- Date posted
- 1y
Relationship between OCD and hatred?
This is more of a post where I am thinking about a connection I've made but am not sure how to find more research on, if there is any research on it, rather than feeling insecure. For me, hatred feels like when I *really* want to get away from something or for something to stop, but I feel like I can't escape it, so tension generates VERY quickly. So then, I want to feel relief from whatever is causing hatred in me. That can manifest as me "attacking" the thing (so, say I don't like how many posts I see on social media about something, I can feel relief by making very nasty posts about it, almost like trying to push it the heck away from me), engaging with the thing in ways that try to discredit it (so, hate-reading/watching things to laugh at them), or whatever else. And I think this relates to my compulsions! If... If hatred can feel like seeking relief, and OCD obsessions prime us to seek relief, it would make sense to me then that hatred could fall into OCD patterns. When I was younger, I would act very hatefully towards others, being very mean and discrediting people if they didn't do things the "right" ways, and so on.

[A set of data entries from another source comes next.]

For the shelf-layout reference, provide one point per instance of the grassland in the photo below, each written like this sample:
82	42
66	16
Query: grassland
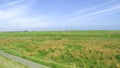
65	49
7	63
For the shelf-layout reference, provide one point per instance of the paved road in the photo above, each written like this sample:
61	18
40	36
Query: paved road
23	61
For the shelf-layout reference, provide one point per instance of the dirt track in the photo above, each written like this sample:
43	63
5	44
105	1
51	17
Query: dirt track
23	61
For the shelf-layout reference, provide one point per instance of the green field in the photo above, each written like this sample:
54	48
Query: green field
7	63
65	49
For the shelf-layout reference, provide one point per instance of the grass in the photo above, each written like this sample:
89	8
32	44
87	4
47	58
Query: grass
65	49
7	63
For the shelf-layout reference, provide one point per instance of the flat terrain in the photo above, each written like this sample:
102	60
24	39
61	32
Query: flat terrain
29	64
7	63
65	49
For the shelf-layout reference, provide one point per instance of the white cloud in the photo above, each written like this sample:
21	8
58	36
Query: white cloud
11	3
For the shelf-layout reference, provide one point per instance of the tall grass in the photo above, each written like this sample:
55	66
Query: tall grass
7	63
67	49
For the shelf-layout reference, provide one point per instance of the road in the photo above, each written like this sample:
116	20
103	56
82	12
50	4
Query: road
23	61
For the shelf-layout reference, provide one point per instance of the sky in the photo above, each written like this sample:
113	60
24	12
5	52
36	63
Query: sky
20	15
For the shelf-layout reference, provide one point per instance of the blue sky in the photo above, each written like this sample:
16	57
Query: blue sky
59	15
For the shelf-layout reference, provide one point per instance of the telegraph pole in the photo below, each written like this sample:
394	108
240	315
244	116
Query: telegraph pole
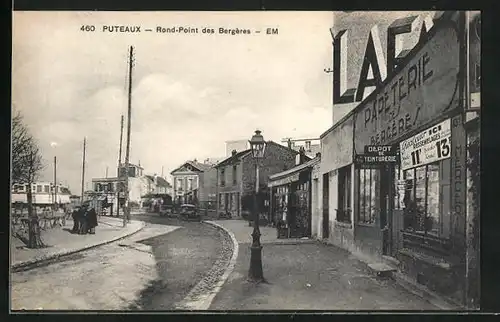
83	170
55	183
126	216
120	184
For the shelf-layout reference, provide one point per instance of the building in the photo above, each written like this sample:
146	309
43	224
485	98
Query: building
158	185
42	192
311	146
109	191
238	145
392	184
291	199
236	177
194	182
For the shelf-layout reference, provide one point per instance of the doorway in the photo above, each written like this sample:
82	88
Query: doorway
386	208
326	195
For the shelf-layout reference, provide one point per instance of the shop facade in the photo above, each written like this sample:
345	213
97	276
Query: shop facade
408	210
291	200
414	210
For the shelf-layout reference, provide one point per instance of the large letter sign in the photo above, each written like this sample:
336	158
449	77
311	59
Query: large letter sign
426	147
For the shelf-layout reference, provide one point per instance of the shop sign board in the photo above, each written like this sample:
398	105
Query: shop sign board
376	159
428	146
286	180
378	154
424	88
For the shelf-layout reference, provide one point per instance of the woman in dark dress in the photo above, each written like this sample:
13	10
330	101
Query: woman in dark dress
76	220
83	219
91	220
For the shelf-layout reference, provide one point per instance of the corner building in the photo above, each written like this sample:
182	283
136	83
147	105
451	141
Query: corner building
412	214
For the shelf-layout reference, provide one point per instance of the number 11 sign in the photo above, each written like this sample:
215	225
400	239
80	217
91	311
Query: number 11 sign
427	146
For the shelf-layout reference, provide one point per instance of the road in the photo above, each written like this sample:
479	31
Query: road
154	269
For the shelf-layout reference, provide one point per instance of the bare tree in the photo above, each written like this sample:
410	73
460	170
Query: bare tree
26	166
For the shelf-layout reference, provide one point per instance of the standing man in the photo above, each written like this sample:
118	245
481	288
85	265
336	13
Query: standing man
91	220
76	220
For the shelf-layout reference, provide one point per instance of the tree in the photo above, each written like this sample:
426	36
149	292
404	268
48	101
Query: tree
26	167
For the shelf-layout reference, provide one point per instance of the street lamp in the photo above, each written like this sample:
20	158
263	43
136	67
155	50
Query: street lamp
258	146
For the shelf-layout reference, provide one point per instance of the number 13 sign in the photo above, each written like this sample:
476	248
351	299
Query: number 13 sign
427	146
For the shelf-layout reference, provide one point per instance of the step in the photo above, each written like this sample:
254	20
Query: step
381	269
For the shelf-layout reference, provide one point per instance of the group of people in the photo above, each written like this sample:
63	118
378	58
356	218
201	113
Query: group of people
84	220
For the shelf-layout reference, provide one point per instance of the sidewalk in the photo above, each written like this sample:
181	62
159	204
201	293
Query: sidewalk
243	233
309	276
61	241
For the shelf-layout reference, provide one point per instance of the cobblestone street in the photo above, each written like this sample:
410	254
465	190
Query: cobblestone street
166	265
311	277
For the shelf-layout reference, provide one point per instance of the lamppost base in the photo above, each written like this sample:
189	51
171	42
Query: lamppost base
255	273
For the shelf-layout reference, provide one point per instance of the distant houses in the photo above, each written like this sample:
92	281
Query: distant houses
108	193
195	182
43	192
236	177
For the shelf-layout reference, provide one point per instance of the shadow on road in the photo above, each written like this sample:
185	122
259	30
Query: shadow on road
145	300
183	257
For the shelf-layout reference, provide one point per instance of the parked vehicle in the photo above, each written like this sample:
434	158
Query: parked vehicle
167	211
224	215
190	212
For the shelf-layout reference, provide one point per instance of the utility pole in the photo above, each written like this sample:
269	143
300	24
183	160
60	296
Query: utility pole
55	183
120	184
126	216
83	170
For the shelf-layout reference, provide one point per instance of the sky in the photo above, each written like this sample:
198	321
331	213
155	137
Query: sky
190	92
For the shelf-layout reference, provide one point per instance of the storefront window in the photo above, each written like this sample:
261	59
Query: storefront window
344	195
368	195
426	199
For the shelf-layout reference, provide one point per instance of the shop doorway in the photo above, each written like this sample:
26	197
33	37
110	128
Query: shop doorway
386	208
326	217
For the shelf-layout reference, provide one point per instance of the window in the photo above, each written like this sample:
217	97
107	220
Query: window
222	177
344	195
369	199
426	200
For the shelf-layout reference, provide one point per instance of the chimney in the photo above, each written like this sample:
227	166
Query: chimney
308	146
302	155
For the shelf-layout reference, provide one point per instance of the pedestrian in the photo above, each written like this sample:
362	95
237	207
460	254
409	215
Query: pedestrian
83	219
91	220
76	220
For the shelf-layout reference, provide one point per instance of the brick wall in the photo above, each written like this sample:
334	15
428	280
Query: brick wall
276	159
208	182
231	185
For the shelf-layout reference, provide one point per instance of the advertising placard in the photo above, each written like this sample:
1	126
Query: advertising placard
426	147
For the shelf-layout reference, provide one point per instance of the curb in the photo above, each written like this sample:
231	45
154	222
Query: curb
421	291
44	261
409	286
204	302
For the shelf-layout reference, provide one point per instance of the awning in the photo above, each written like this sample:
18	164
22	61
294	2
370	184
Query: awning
283	181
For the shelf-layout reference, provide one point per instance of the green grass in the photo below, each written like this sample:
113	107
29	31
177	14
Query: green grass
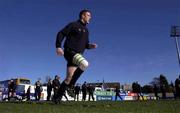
162	106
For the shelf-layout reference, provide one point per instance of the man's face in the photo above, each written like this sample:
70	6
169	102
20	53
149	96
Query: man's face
86	17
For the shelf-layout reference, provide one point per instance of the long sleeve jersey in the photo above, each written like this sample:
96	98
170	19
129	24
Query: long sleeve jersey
76	34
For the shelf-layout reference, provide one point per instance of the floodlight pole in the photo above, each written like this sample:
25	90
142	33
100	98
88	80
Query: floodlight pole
177	48
175	33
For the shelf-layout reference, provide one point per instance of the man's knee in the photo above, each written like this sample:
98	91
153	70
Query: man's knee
68	79
80	61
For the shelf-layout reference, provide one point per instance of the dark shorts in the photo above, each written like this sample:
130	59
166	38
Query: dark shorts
68	55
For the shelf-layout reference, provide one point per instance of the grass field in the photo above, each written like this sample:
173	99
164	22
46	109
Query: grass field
161	106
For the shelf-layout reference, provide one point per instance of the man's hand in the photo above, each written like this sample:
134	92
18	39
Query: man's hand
59	51
93	46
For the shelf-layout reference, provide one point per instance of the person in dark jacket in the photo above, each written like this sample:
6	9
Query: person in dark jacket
49	89
11	89
28	93
91	92
77	40
84	91
177	87
38	90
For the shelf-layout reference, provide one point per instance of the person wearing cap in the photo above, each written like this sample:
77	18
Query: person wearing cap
76	37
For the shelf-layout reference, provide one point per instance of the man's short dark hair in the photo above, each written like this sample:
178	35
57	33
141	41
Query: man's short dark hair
82	12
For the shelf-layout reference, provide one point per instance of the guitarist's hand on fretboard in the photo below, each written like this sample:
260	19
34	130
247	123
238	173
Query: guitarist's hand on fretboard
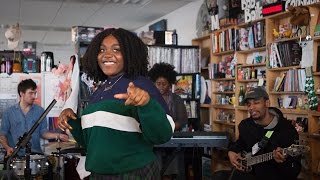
235	160
278	155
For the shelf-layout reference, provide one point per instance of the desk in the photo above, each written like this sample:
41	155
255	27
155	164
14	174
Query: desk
193	143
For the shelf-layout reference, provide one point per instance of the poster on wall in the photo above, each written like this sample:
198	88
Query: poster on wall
9	89
54	89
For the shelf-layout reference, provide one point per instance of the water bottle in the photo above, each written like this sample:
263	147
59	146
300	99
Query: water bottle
48	63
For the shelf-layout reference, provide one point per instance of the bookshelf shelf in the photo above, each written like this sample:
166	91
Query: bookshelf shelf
252	50
202	38
281	15
205	105
223	53
316	38
316	73
224	122
241	25
315	135
224	79
249	80
290	39
315	113
218	106
242	108
286	92
251	65
284	68
294	111
225	92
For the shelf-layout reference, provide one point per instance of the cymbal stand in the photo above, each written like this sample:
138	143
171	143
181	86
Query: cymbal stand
59	160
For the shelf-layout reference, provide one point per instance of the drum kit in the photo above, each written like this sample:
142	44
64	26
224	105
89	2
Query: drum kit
58	163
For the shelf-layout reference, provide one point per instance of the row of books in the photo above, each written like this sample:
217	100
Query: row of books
284	54
251	37
293	80
239	39
223	41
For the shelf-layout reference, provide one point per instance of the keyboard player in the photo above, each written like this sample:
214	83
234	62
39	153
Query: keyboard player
164	76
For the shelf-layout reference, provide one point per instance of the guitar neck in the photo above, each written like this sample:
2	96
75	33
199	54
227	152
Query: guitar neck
261	158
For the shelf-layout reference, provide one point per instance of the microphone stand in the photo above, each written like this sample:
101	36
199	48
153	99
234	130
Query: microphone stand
23	142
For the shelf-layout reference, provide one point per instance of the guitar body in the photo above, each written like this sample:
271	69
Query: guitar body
249	160
245	165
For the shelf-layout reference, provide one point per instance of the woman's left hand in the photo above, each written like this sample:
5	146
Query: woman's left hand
135	96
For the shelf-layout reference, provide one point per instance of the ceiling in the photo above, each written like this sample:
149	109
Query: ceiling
49	22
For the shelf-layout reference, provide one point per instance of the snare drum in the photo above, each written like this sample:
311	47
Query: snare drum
38	165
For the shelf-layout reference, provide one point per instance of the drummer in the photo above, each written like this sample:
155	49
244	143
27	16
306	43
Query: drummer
20	118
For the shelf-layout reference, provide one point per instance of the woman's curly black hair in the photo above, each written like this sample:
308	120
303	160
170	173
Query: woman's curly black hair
164	70
133	50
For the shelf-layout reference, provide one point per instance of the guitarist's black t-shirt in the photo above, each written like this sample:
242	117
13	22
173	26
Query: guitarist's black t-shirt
283	136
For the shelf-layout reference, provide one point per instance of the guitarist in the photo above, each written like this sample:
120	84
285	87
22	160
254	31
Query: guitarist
266	130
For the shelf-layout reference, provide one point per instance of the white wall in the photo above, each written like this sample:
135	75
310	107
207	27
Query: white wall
183	20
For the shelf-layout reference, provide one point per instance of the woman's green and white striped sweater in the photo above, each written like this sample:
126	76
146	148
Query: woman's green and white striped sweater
120	138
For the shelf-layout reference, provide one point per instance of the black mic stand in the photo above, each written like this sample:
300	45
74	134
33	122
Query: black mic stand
23	142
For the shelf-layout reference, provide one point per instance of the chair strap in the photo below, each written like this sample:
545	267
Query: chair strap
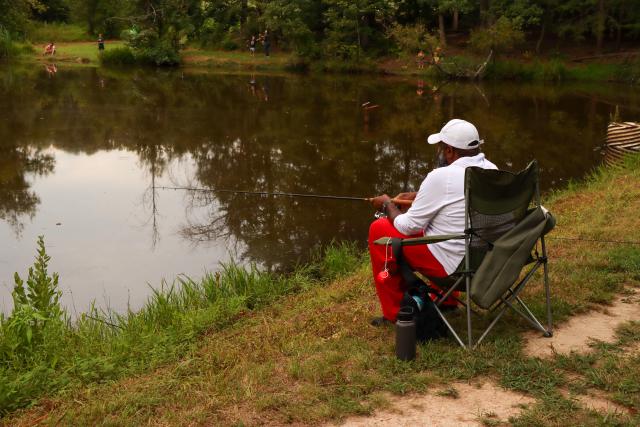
410	278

It felt like hatred (and self-hatred) consumed my life, because it was an easy way to seek relief. Currently, I'm more on top of that, but... I get anxious when I see how easy it is to hate while on social media? I only got out of this thanks to very caring friends who registered how much energy I was pouring into things I hated, when I could have been caring about things that actually give me energy and help me feel positively. It was so hard to tear away from those hateful obsessions, and I felt like such a bad person, and sometimes still struggle with that. I didn't know I had OCD at the time, but now I feel like "Oh, my OCD was playing with my hatred, these were obsessions and compulsions for relief!" I worry for the mental health of those with OCD (and truthfully, those who don't have OCD too... I feel like hatred can become a vicious cycle) that this has become relatively normalized. Does anyone else have thoughts or feelings about this? Has anyone else noticed something similar?